Diede un’altra occhiata all’orologio. Segnava che aveva perso altri preziosi minuti: l’odiò come non mai, pur essendo solo un oggetto; e pensò di sbarazzarsene, prima o poi. Continuò a pedalare, ormai allo stremo delle forze. Raggiunse il cuore del bosco e girò a destra; scese per un breve pendio….la casa era vicina. Una manciata di minuti e la vide: pedalò più forte che poté. Raggiunse il cancello e lo aprì con un calcio, abbandonando a terra la bici: poi corse verso l’ingresso, se pur con una certa cautela.
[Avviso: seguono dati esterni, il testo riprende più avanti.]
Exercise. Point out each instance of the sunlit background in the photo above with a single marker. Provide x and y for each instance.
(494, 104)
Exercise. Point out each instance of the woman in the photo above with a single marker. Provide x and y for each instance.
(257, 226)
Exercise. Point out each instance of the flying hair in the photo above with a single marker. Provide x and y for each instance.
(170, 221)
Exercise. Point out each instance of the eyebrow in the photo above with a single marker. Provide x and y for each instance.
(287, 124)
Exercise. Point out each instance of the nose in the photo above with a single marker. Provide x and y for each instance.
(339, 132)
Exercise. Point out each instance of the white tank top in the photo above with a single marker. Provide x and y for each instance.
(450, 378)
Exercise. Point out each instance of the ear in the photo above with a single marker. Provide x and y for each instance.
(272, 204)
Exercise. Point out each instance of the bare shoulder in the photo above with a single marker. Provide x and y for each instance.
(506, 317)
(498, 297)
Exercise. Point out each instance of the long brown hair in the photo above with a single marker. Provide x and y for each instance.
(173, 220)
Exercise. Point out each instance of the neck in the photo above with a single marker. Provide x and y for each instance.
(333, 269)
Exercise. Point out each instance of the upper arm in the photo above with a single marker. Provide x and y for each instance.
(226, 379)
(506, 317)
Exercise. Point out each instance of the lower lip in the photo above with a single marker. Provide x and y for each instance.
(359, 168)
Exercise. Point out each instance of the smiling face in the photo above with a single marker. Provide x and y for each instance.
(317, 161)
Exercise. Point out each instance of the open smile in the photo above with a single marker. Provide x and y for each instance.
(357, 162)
La sua matrigna non l’aspettava minacciosa sulla porta, il che era, oltre che insolito, a dir poco straordinario. Prese allora la sua copia delle chiavi ed aprì, cacciando dentro solo la testa ricciuta. Nessuna presenza, amica o nemica, si mostrò. Entrò e si guardò in torno ma tutto era in ordine. Allora si diresse verso lo studio del padre: se qualcuno voleva lasciare un avviso, lasciava sempre un biglietto lì. Scrutò la scrivania di noce intarsiato ma nulla attirò la sua attenzione: ogni cosa era posta nel solito, austero ordine di suo padre.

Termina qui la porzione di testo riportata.